Not surprisingly, there have been a lot of take-aways from having a job of this nature. I find that in my personal life, I’m more aware of what it takes to keep things running more smoothly.
Here are a few lessons learned from working in Operations:
1) It doesn’t do to be cluttered.
We are the dumping grounds for everyone’s broken everything. I can’t be wasting time rooting around for things, though. When duty calls and we’re in a pinch for time, I need to know where everything is. In the Ops office we keep things as neat as we can, and have a method to the madness.
2) Never be caught without.
I learned early on that it’s better to be overprepared than under. Every Monday, I take inventory of our entire office. That way, I always know how our supply levels are doing. And I always have at least one of something in reserve.
3) Prep ahead.
At any given moment, we have three pots of coffee brewed and ready to go in our staff kitchen. I always tell new interns that it behooves them to have everything ready to brew a new pot ahead of time – old coffee grinds should be immediately emptied, new ones should be ground, and the space should be cleaned. That way, if things get busy, they aren’t stuck trying to play catch up.
4) Know your schedule.
The office is constantly buzzing with people coming and going, and the demands for different spaces ebbs and flows on the hour.
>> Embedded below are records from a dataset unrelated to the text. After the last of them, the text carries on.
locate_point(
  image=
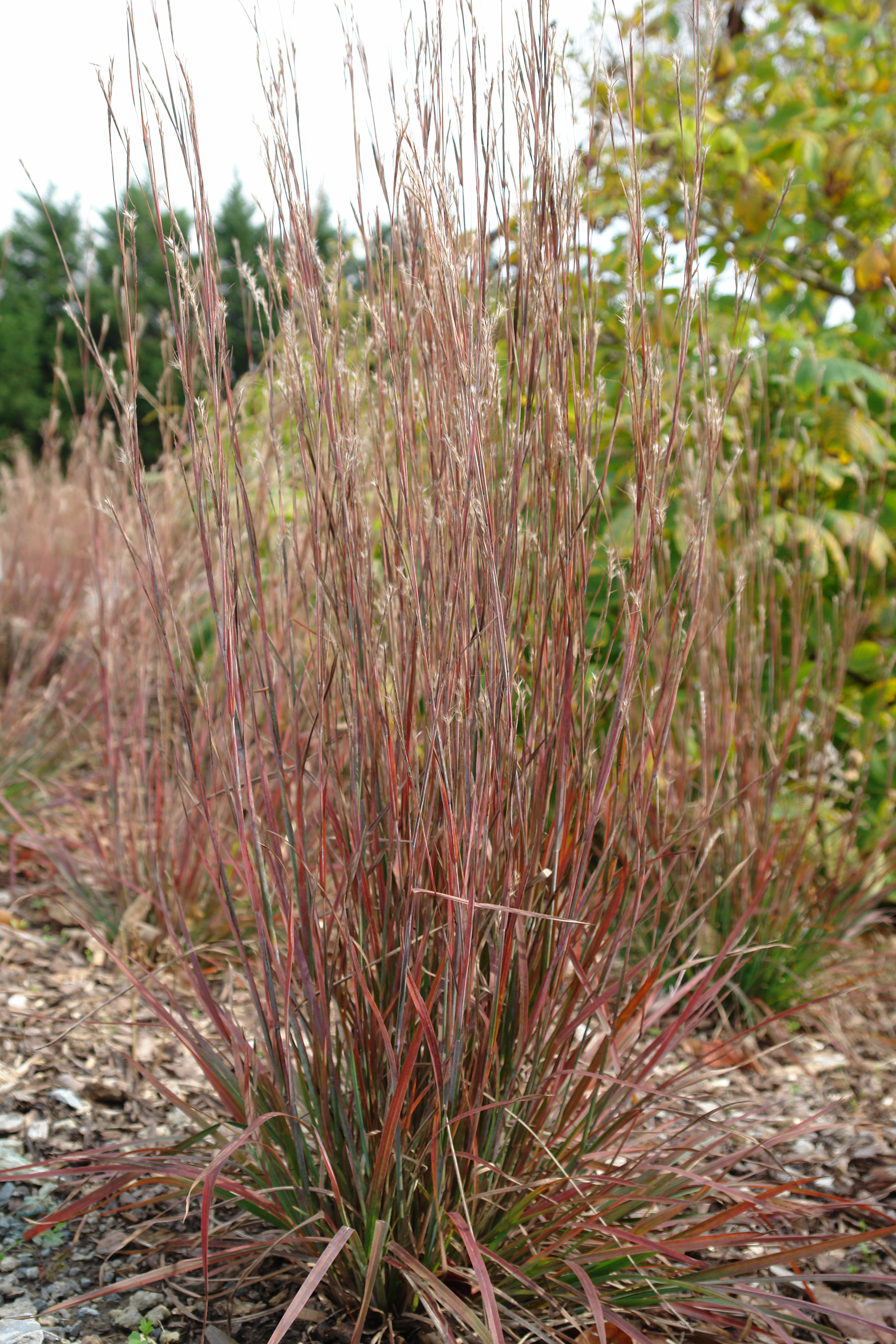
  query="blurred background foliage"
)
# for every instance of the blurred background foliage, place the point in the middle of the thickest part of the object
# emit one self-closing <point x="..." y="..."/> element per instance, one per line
<point x="41" y="362"/>
<point x="798" y="214"/>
I start each work day by reviewing my own calendar, as well as the shared office calendar. I check with teams and confirm their plans, meetings, etc, and then do so again every few hours. It’s important to have an idea of what’s going on, so you’re never blindsided by a request.
5) Closing duties are just as important as opening ones.
Mornings find me filled with energy and a sense of purpose; I never have a problem checking my opening duties off my list. Evenings can be another story. With the end of the workday looming, I often want to cut corners and call it a day. The end of the night, though, is just as important as the morning, and it will only screw you over in the end if you decide to get lazy and not prepare for the next day.